Manchmal muss man Orte verlassen, um sich deren Schönheit erschließen zu können. So ging es mir mit meiner Heimatstadt, mit Teilen von Deutschland und irgendwann auch mit Europa. Been here, done that – und es gibt doch immer noch mehr weiße als bunte Flecken auf meiner Landkarte. Unterwegs dann viele gute Zeiten, Verwunderung, Faszination, weitschweifende Gedanken, gute Ideen, auch viel Frust, Einsamkeit, manchmal Heimweh, Suff, Rausch und Klarheit – aber definitiv keine Erleuchtung
Doch, eine Erkenntnis ist langsam entstanden, hat sich geformt hinter der eitlen Reise-Fassade, ist durchgesickert, hat sich eingenistet und ist dann geblieben. Klingt schwer sinnbehaftet, ist aber ganz schlicht: Europa ist ein verdammt schöner Flecken Erde! So vielseitig, so abwechslungsreiche – kulturell ebenso wie landschaftlich. Und das alles auf relativ kompaktem Raum. Ich könnte jetzt zwei Hände voller guter Beispiele für die Schönheit unseres Kontinents nennen, denn zwischen dem Nordkap und Gibraltar findet sich eine Fülle atemberaubender Gegenden, die den Vergleich mit der globalen Hall of Fame der grandiosen Landschaften nicht zu scheuen brauchen.
Einer dieser magischen Orte ist das Soča-Tal in Slowenien. Wenn ich hierhin komme geht mir das Herz auf. Dieser eiskalte, glasklare, wilde Fluss, in dessen unverwechselbarem Türkis-Ton man sich verlieren kann, die angrenzenden Wälder und dahinter steil aufragende Gipfel der Julischen Alpen… Was braucht es mehr zum großen Outdoor-Glück?
Wir kommen direkt vom kroatischen Strand mit großem Trail-Hunger zurück in die slowenische Bergwelt. Doch hinter uns liegen nicht nur faule Hängematten-Tage, kaltes Bier, Schnorcheln und tipptopp Seafood an den sanft umspülten Felsufern der Adria. Nein, wir waren schon fleißig und haben zum Auftakt unseres Roadtrips in den Dolomiten auf einen Streich ordentlich Höhenmeter gemacht – sowohl auf- als auch abwärts (--> die Geschichte gibbet hier). Jetzt wollen wir das Soča-Tal auf seine Mountainbike-Tauglichkeit checken.

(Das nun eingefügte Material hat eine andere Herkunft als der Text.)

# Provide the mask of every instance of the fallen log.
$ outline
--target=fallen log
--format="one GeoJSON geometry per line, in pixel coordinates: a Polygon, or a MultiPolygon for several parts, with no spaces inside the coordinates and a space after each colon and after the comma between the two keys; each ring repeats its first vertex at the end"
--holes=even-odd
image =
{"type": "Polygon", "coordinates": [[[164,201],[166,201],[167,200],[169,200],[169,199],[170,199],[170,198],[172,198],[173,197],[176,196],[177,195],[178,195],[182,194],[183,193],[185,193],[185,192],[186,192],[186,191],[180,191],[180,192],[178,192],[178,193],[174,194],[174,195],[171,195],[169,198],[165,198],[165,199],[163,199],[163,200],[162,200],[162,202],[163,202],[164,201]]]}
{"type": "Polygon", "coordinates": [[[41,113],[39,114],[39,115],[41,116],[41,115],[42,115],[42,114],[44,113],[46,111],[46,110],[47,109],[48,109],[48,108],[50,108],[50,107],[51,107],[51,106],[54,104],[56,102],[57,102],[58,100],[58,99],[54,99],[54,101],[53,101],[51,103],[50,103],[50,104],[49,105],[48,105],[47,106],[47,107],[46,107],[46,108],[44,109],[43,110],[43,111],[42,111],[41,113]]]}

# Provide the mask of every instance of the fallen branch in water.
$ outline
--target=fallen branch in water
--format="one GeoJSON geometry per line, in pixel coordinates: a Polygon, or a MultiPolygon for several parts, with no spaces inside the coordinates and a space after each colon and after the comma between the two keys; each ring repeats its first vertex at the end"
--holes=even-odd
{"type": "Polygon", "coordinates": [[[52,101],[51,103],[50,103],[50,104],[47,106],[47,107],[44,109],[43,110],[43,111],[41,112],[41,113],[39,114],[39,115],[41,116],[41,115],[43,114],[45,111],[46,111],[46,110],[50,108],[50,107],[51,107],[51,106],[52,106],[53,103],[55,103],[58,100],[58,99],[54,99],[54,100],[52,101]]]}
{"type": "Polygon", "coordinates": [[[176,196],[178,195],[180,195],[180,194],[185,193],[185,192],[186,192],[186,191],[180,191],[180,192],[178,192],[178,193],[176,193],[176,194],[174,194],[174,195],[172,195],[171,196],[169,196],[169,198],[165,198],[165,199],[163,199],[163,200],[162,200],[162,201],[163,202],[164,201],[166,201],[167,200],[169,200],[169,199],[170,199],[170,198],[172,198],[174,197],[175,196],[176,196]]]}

Unser Zelt schlagen wir in Bovec direkt am Zusammenfluss von Soča und Koritnica auf. Die Szene wird von unzähligen bunten Wildwasserkajaks dominiert und wir sind mit unseren Radln eher die Exoten.
In den nächsten Tagen nehmen wir uns peu à peu und ganz entspannt einige Touren in der Umgebung vor. Stromern im slowenisch-italienischen Grenzgebiet herum, pedalieren durch dichte, schattige Wälder, über große, in gleißendes Sonnenlicht getauchte Schotterflächen, lassen uns auf ruppigen Abfahrten fast die Lenker aus den Händen schlagen und nehmen jauchzend einige schön flowige Singletrails in Angriff. Hier und da warten ein paar Wurzelstücke auf uns und an einigen kurzen Stellen wird unsere Fahrtechnik gefordert.
Auf den Touren ist nix los und am Ende wartet immer irgendwo eine schöne Badestelle, an der wir uns ungestört in ein klares, eisig kaltes Becken stürzen – nä, wat is dat Leben schön hier! Ein besonderes Schmankerl sind die gerade einmal lenkerbreiten Hängebrücken, die von den flachen, einfach fahrbaren aber durchaus spaßigen Trails in direkter Ufernähe abzweigen. Immer wieder bleiben wir stehen und machen minutenlang nichts anderes, außer von einer der Brücken hinab in die rauschenden türkisen Fluten des Flusses zu starren. Hin und wieder zeigen sich sogar ein paar Fische im glasklaren Wasser. Wir ertappen uns dabei, wie uns bei dem Anblick die Forelle in Erinnerung kommt, die uns am Vorabend in einem slowenischen Restaurant in Bovec serviert wurde. Ihre Herkunft aus dem klaren, kühlen Wasser konnte man förmlich schmecken.
Am letzten Abend vor der Heimreise ist der Sternhimmel besonders schön und die Milchstraße steht deutlich über unserem Zelt. „Sommer vorbei…“ singt Frittenbude dazu in meinem Kopf und wir sind uns einig, dass wir noch gut ein paar Tage hier bleiben könnten. Auf jeden Fall gehören die Ufer der Soča nicht zu den Orten, deren Schönheit sich erst erschließt, wenn man längst weitergezogen ist. Ich würde sogar so weit gehen, diesem Tal einen der vorderen Ränge auf der persönlichen „Best of Europe“ Liste einzuräumen – und die haben definitiv Weltklasse.
***Good to know
Ein Abfahrts-Nirwana wie in den Dolomiten hat sich uns hier nicht erschlossen, das haben wir aber eigentlich auch nicht erwartet. Es ist ruppig und felsig, dazu ein stetes auf und ab – damit dominiert im Soča-Tal ein Tour-Charakter. Zum Ballern gibt‘s ohne Frage geeignetere Gebiete. Vielleicht haben wir aber auch nicht die richtigen Routen gewählt. Das gilt es beim nächsten Besuch rauszufinden – ich könnte mir zum Beispiel sehr gut vorstellen, hier mit leichtem Gepäck zu Selbstversorger-Mehrtagestouren aufzubrechen. Das dürfte ein großer Spaß sein.
Damit wir bei unserer Routenwahl nicht völlig im Dunkeln tappen, haben wir uns schon vor der Abreise den vielfach empfohlenen Tourenführer „30 Mountainbiketouren im Soča-Tal“ von Peter Immich und Michael Kemmler in Buchform organisiert (www.mtb-slowenien.de). Mit knapp 30 Euro ist das übersichtlich gestaltete Werk eine nicht ganz günstige, wegen der detaillierten Beschreibungen samt .gpx-Dateien und zu jeder Tour dazugehörigen entnehmbaren Topo-Karten samt Roadbook aber eine durchaus sinnvolle Investition.